No, a sound default is the behaviour we have now. In worst case it wastes bandwidth, but works. No matter what exact capabilities an interface has. A changed default would instantly break every freifunk-community using batman as to my knowledge they all use a vpn to connect to GWs that *needs* rebroadcasts
That is a good point - having the automatism (if we have any) falsely disabling the rebroadcasts may break setups and would be very hard to analyze for users, but the current behaviour is "just" suboptimal but always works. I agree that we should better to default to that.
I thought a little more on automation, but I'm now at a point to agree that there is no good way to do it - at least I'm out of ideas. If anyone else has some ideas, please speak up NOW. :)

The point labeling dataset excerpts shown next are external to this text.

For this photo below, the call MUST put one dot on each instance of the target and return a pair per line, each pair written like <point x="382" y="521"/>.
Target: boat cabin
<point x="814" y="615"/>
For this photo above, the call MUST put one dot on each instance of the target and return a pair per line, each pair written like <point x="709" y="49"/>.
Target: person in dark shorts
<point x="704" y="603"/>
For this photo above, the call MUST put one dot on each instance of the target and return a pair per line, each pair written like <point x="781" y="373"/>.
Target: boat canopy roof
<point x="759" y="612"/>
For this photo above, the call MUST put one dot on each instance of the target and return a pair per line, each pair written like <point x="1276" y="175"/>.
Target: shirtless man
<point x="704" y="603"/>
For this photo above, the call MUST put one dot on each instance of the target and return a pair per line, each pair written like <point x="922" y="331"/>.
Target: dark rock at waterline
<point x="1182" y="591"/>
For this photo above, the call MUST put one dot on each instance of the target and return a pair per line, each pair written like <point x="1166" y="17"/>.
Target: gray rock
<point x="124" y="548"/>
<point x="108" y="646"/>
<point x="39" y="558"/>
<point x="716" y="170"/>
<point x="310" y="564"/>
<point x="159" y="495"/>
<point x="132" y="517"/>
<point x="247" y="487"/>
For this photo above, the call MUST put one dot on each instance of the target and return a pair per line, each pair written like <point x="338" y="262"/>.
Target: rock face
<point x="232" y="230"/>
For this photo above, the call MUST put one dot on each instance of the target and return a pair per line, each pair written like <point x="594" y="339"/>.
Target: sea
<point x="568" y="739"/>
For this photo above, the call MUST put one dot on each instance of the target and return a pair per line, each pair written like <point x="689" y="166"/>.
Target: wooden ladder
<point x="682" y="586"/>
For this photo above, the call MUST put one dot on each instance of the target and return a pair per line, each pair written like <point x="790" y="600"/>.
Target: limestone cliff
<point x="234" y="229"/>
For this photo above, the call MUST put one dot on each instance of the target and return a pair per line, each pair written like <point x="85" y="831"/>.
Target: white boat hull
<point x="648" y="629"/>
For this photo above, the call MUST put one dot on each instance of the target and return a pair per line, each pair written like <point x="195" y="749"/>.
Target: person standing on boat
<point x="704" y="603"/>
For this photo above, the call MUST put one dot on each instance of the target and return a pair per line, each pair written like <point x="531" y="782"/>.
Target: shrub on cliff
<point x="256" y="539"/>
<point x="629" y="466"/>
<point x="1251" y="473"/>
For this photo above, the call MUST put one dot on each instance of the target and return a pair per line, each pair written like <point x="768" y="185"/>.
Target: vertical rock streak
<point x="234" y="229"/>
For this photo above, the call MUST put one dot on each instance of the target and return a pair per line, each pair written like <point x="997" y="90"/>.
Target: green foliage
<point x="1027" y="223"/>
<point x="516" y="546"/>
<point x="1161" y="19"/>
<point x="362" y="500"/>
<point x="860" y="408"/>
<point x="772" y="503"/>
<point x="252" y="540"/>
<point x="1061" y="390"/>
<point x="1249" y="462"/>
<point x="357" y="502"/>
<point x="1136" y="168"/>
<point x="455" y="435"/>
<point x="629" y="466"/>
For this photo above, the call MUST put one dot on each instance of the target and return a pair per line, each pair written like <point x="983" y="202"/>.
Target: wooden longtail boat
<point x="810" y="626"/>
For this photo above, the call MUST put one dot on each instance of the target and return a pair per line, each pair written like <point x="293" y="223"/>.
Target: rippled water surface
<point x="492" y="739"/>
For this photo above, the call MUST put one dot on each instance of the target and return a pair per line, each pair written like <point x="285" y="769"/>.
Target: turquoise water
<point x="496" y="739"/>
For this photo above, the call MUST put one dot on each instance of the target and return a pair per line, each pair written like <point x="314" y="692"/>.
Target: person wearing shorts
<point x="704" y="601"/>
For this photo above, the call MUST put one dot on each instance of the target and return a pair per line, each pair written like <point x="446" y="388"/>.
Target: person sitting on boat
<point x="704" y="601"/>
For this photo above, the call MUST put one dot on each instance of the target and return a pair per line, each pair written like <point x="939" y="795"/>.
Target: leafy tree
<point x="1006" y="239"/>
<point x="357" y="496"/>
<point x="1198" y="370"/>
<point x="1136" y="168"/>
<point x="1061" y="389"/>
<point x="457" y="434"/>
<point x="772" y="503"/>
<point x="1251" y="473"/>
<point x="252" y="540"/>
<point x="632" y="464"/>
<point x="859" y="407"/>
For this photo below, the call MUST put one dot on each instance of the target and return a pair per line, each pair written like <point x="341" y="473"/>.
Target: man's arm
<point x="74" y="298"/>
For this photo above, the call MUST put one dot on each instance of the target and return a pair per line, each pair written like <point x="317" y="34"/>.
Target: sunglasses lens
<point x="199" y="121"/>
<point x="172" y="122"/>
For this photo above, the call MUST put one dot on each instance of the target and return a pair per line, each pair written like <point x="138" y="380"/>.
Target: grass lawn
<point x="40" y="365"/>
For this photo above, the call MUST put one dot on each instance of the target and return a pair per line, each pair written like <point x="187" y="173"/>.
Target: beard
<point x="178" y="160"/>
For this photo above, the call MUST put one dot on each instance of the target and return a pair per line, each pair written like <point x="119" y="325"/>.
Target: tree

So let us consider the other two options:
1.) sysfs flags (as in Linus original patch, or similar):
+ can be integrated fast + is already deployed and tested - requires manual work by the admin, no automatism - we can't expect that other VPNs/subsystems/etc will create automatisms to specifically support batman-adv - requires us to maintain a flag for a special userbase/use case
2.) TRANSITIVE flag as proposed by Linus
+ outside of batman-adv (no maintenance work) + can be set by the user through sysfs, similar to settings of batman-adv + semi-automation possible: Other software like VPNs, or network drivers could set this flag without specifically need to integrate with batman-adv (not sure if this would ever happen though) - will take some time to be adopted: first it goes into the Linux kernel, OpenWRT will have it when it updates to the new kernel. That could easily be 1-2 years - requires more work with on other components, don't know if the various upstream projects will want that - linux-net adoption unclear (but there are already ~18 flags, why not have one more) - Personally, I don't like the name TRANSITIVE. What we really want to say is whether we expect all other nodes in a broadcast domain to receive broadcasts sent by anyone. Maybe we could use a more clear/easier/common name?